Click on the New (plus icon) button in toolbar in the top right of the page. Enter the name of the import and any notes you might want to associate with that specific import. These are mostly for internal use.

On the right is a file uploader that will allow you to select a data file, with all your raw resource data in it. If you have a very large data file or simply want to upload through SFTP then dont select any file and click save & close in the upper right. When each import is created a file space is also created for that import. If you now select that import in the listing and click edit you can then see all the import details again. Look in the "Import Data" box, under the "Data File" select dropdown. You will see the file space path where you can SFTP your data file. Once its been uploaded refresh this page and you should see you data file in the select drop down. Select it in the dropdown and click save.
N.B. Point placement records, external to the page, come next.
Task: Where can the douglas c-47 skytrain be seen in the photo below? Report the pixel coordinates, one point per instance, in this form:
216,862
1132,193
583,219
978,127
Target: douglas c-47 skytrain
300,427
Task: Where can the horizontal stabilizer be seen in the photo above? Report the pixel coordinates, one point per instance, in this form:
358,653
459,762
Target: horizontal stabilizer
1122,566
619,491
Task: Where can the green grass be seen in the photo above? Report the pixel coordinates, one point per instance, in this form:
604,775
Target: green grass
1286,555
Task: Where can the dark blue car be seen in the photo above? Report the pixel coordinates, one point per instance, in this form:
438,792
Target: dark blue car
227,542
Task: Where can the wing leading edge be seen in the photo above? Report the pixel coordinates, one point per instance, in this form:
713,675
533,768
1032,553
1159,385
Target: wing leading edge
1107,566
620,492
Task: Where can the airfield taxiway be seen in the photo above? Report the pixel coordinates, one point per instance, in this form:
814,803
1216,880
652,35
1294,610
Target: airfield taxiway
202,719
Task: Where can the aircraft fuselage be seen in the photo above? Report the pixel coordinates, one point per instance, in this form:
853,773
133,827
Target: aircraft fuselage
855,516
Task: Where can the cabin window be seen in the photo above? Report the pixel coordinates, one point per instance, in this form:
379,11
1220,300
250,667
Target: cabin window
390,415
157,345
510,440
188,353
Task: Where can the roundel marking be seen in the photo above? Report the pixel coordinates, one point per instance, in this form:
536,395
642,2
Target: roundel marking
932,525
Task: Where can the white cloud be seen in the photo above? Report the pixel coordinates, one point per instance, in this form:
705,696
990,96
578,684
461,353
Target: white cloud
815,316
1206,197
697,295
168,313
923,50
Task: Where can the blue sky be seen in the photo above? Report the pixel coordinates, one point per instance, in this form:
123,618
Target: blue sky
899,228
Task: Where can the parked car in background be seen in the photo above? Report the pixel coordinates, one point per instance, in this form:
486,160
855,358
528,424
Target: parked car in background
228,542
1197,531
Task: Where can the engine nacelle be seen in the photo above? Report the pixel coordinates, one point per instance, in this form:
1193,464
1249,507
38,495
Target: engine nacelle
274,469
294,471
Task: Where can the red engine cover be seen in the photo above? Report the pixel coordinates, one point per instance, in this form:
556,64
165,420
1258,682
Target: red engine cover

On that page you might have also seen a couple other areas, "Import Parameters" and "Import Hooks".

Import Parameters

The "Import Parameters" section is pretty self explanitory. Basically these allow you to set the resources state, access, and group ownership when the resources are imported. It also has a parameter to check by title, which will check the database of already existing resources and update a matched resource with the incoming data instead of creating a new resource. Of course if a Hub resource ID is passed with the raw data then that will do the same as match by title just far more accurate. Its more accurate since match by title only looks to see if the incoming title is ~ 90% match to an existing resource title. The last param just determines whether or not to check the required custom fields of a resource type against the incoming data. If this is set to "yes" and a resource doesnt have all required fields it will fail to import. This will NOT stop the import of other resources though.

Import Hooks

The "Import Hooks" section can be very useful but might be confusing at first. To make the importer applicable to all hubs it expects that the raw incoming resource data is mapped to the EXACT fields in the database. To accomodate all import situations, import hooks were made. There are three types of hooks, "post parse", "post map", and "post convert" which are the 3 events you can listen for in the import process. You can run any number of hooks at each of these events in the order that you set for that import. All hooks are called on a single record at a time, meaning each hook takes the data of one resource record at a time and is reponsible for returning a modified version of that resource data.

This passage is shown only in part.